NFU Scotland has reacted cautiously to the announcement from Tesco
that it plans to increase the price paid to its liquid milk suppliers
by 0.5 pence per litre (ppl).
For many, this will be seen as scant recognition of the increased
costs faced by all milk producers. At the start of March, an
independent report, entitled The Real Price of Milk, highlighted
the rising production costs facing dairy farmers and asserted
that at the moment they need to be paid a price of at least 29.64ppl
in order to be able to reinvest in their businesses and secure
a viable future.
Today’s announcement from Tesco takes the price it pays
its dedicated suppliers up to 28ppl.
Willie Lamont, NFU Scotland Milk Committee Chairman, said:
“For over a decade dairy producers have been experiencing
prices which are simply unsustainable, being exceeded by costs
of production. They have been unable to reinvest in their businesses
or to make a profit. As a result, many hundred dairy farmers
have left the industry.
“Today’s announcement from Tesco is a small step
in the right direction and will go some way towards alleviating
the increased costs, such as feed, fertiliser and fuel prices
rises, being faced by Scotland’s dairy farmers.

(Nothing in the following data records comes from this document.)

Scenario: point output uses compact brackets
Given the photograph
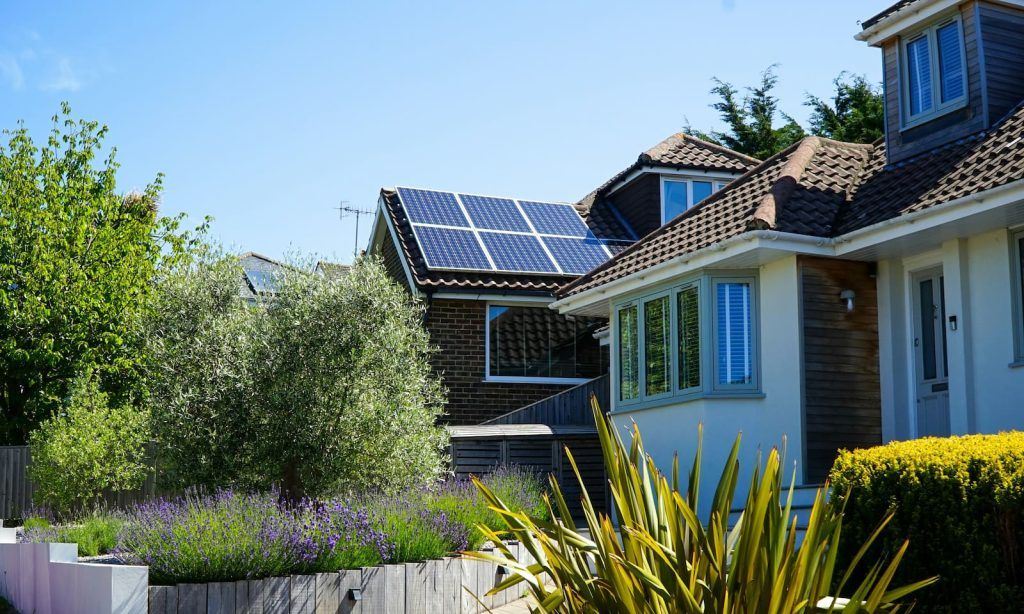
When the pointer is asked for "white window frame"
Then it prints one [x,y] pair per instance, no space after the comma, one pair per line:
[938,107]
[709,388]
[486,350]
[688,180]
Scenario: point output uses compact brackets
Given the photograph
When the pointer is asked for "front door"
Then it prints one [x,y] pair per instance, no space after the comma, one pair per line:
[930,353]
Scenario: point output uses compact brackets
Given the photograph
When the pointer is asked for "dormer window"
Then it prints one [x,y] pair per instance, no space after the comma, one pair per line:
[934,72]
[679,193]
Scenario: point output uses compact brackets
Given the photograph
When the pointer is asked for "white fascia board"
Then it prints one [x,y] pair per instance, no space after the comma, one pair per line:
[658,170]
[397,246]
[493,297]
[933,217]
[700,259]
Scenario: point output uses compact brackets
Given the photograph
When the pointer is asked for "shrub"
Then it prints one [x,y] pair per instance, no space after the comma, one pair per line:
[95,534]
[326,387]
[87,448]
[958,499]
[664,559]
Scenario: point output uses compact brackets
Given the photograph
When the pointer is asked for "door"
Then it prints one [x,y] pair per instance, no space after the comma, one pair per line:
[930,354]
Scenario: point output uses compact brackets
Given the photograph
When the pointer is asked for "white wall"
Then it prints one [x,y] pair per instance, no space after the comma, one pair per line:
[985,392]
[764,422]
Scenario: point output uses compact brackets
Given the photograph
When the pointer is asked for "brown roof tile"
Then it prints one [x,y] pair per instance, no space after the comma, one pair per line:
[821,187]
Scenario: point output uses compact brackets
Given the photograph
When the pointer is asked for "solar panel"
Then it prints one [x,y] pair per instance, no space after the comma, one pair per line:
[576,256]
[517,253]
[495,214]
[452,249]
[549,218]
[429,207]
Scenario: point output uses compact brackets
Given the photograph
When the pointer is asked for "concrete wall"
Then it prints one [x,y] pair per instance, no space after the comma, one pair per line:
[985,390]
[764,422]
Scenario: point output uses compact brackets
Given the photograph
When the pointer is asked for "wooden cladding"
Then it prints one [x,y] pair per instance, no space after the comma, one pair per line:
[842,392]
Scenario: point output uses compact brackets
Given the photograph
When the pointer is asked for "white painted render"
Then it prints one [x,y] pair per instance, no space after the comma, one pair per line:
[765,422]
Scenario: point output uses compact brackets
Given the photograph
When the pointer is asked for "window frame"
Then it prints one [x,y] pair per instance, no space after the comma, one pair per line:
[1017,290]
[516,379]
[716,184]
[705,282]
[938,107]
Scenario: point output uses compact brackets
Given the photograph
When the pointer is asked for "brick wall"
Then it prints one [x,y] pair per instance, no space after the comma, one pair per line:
[458,327]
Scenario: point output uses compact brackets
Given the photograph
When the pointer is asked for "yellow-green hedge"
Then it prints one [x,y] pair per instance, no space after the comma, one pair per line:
[961,502]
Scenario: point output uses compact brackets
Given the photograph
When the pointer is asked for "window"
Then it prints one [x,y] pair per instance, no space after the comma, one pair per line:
[934,72]
[536,343]
[680,194]
[629,353]
[677,343]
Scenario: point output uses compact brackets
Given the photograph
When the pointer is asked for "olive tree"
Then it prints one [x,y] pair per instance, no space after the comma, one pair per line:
[326,386]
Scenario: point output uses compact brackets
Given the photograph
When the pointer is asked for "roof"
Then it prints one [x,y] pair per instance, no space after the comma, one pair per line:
[679,150]
[825,188]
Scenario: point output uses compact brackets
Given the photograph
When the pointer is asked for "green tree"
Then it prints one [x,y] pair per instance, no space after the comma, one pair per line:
[752,121]
[88,447]
[77,260]
[855,113]
[325,387]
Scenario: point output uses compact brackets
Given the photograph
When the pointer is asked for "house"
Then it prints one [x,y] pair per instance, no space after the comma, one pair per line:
[487,267]
[842,295]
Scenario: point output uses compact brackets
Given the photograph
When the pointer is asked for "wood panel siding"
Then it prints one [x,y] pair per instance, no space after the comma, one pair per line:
[842,392]
[1003,49]
[458,329]
[946,128]
[640,203]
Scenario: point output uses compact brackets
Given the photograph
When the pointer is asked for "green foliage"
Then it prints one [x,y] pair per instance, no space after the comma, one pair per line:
[77,261]
[664,559]
[958,499]
[855,114]
[325,387]
[751,121]
[88,447]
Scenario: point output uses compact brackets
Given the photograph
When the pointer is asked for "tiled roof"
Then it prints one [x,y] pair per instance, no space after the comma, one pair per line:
[820,187]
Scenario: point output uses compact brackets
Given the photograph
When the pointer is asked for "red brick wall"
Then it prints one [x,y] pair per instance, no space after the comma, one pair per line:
[458,327]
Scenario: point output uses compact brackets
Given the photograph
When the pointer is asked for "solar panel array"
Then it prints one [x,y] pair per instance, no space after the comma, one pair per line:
[458,231]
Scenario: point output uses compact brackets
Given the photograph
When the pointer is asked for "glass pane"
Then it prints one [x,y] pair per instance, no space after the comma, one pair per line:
[629,349]
[919,75]
[927,329]
[701,189]
[950,66]
[675,199]
[688,307]
[657,326]
[732,305]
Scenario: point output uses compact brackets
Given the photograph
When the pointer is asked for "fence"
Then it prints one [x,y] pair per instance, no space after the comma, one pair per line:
[16,488]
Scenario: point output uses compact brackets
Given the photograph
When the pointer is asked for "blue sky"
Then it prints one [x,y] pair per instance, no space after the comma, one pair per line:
[266,115]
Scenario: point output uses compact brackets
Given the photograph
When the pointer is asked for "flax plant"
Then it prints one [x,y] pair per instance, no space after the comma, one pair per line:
[658,557]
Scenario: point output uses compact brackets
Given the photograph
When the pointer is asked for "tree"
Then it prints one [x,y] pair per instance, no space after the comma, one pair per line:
[325,387]
[89,447]
[77,260]
[855,113]
[752,121]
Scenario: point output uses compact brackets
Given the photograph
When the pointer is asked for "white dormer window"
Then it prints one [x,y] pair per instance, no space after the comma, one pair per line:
[934,72]
[678,194]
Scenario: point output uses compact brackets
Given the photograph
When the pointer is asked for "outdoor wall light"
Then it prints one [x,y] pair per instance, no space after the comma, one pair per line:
[848,296]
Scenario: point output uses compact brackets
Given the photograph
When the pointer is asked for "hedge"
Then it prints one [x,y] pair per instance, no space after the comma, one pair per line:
[958,499]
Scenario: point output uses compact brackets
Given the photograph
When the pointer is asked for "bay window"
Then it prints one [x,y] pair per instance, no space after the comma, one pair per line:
[694,339]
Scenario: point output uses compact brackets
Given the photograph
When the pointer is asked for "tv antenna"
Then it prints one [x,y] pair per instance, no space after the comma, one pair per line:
[345,210]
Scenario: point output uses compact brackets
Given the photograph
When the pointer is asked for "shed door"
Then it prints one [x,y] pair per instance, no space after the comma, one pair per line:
[930,354]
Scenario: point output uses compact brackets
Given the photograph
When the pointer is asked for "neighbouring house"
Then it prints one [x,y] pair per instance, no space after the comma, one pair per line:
[840,295]
[487,267]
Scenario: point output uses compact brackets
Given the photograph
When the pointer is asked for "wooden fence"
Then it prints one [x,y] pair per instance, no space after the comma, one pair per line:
[16,488]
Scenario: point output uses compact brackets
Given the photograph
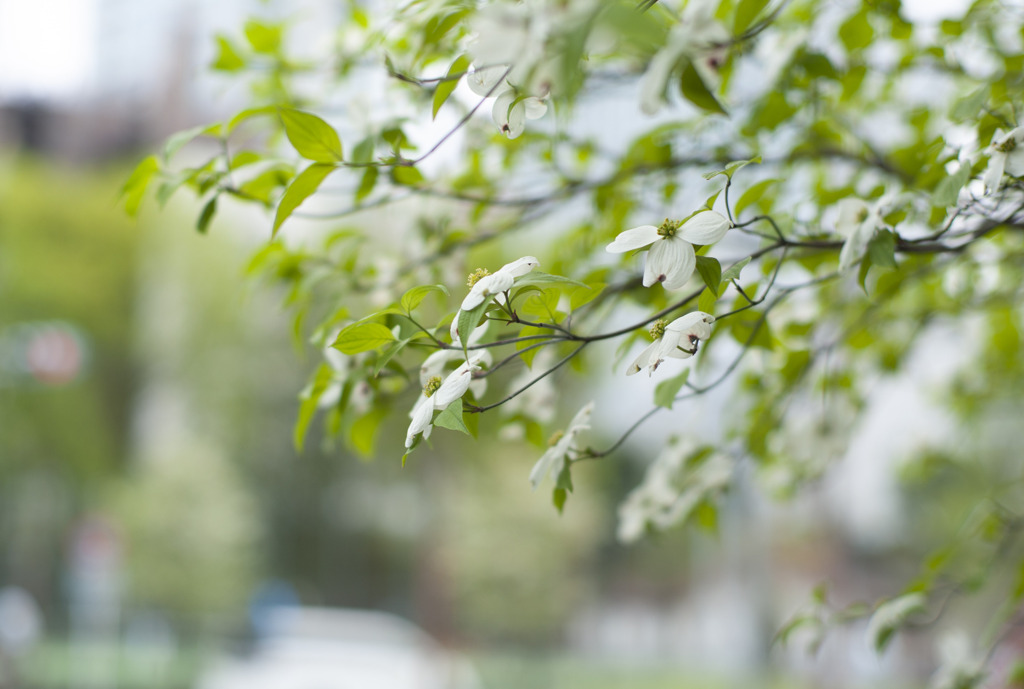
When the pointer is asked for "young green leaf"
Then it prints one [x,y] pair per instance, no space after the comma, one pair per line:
[697,92]
[311,136]
[207,215]
[752,196]
[732,272]
[445,87]
[711,272]
[666,391]
[451,418]
[301,188]
[134,188]
[361,337]
[415,296]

“However, whilst the rise will mean that most can now
cover their production costs, it still leaves little room to
reinvest in businesses, something which as already been put on
hold for at least ten years due to poor prices. The long-term
lack of investment has led to a reduction in milk production
and the only way that this can be reversed is to create a sustainable
supply chain which, according to their rhetoric, is what the
retailers want to secure.
“The Real Price of Milk report showed quite clearly what
is required to make the industry sustainable and so these are
the figures that we really need to be seeing. In addition, there
needs to be recognition in terms of price increases not only
for those supplying liquid milk but also for those supplying
milk for other markets such as cheese.
“Tesco now has a job to do in explaining to its producers
just how it arrived at this price increase and allow producers
the chance to compare this to how their costs have increased
and decide if their Tesco contract is still sustainable.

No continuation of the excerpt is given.